We also made arrangements for the couple to top-up their ISAs each year from the personal portfolio and have easy access to their savings when they need additional cash
A portfolio designed for their needs: Given the clients’ desire to use their savings to fund lifestyle activities, we have been managing the portfolio on a growth strategy that is diversified across assets, geographies and individual investments. Just 6% of the portfolio is invested in bonds and 3% is in alternative investments, such as infrastructure and private equity currently. The rest of the portfolio is invested in equities. Quilter Cheviot has been actively managing this portfolio since inception and recently reduced its exposure to commercial property assets, except for some specific exposure to UK-listed real estate investment trusts, or REITs. Finally, an investment was made into renewable energy. At all times, the focus has been on investing in assets that help our clients meet their investment objectives within their risk appetite.

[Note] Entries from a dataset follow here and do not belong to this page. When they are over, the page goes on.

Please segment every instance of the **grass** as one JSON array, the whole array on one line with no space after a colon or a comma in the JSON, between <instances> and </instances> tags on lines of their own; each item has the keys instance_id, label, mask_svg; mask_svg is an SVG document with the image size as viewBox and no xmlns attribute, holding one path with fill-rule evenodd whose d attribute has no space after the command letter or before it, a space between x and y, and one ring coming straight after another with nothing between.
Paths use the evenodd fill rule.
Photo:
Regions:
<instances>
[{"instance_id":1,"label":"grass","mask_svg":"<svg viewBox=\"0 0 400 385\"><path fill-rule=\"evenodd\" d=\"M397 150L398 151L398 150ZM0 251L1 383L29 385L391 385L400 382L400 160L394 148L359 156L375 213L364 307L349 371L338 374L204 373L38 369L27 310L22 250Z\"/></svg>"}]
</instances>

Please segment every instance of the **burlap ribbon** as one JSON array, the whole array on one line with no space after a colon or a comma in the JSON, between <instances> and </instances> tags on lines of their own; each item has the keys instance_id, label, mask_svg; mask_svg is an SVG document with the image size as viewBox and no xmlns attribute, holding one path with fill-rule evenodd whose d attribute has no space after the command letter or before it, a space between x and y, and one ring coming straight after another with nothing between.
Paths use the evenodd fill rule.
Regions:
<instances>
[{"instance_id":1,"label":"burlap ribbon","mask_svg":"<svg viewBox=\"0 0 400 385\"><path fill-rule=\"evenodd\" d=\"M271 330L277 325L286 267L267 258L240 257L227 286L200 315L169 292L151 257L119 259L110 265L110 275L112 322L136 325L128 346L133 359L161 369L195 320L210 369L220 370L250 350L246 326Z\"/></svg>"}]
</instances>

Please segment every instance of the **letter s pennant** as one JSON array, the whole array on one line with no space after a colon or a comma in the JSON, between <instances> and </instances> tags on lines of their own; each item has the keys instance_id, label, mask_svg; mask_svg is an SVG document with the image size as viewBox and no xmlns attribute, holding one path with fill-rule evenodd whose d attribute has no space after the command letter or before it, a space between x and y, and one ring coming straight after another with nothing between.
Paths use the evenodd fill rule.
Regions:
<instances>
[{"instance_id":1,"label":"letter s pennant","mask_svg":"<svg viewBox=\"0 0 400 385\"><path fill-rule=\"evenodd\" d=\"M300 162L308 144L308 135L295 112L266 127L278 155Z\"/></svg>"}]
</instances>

At all times, the focus has been on investing in assets that help our clients meet their investment objectives within their risk appetite
Equity investments: Within the equity portion of the portfolio, 26% is invested in UK company shares, with the majority of this exposure through direct shareholdings, such as property company Segro and Experian, a credit score company. North American shares make up 32% of the portfolio, with the majority of the exposure through direct holdings, including Microsoft and Visa. The portfolio holds 8% in European shares, with some exposure to direct holdings, such as pharmaceutical company Roche. The portfolio also has holdings in investment trusts that have a global approach, such as Scottish Mortgage and Impax Environmental.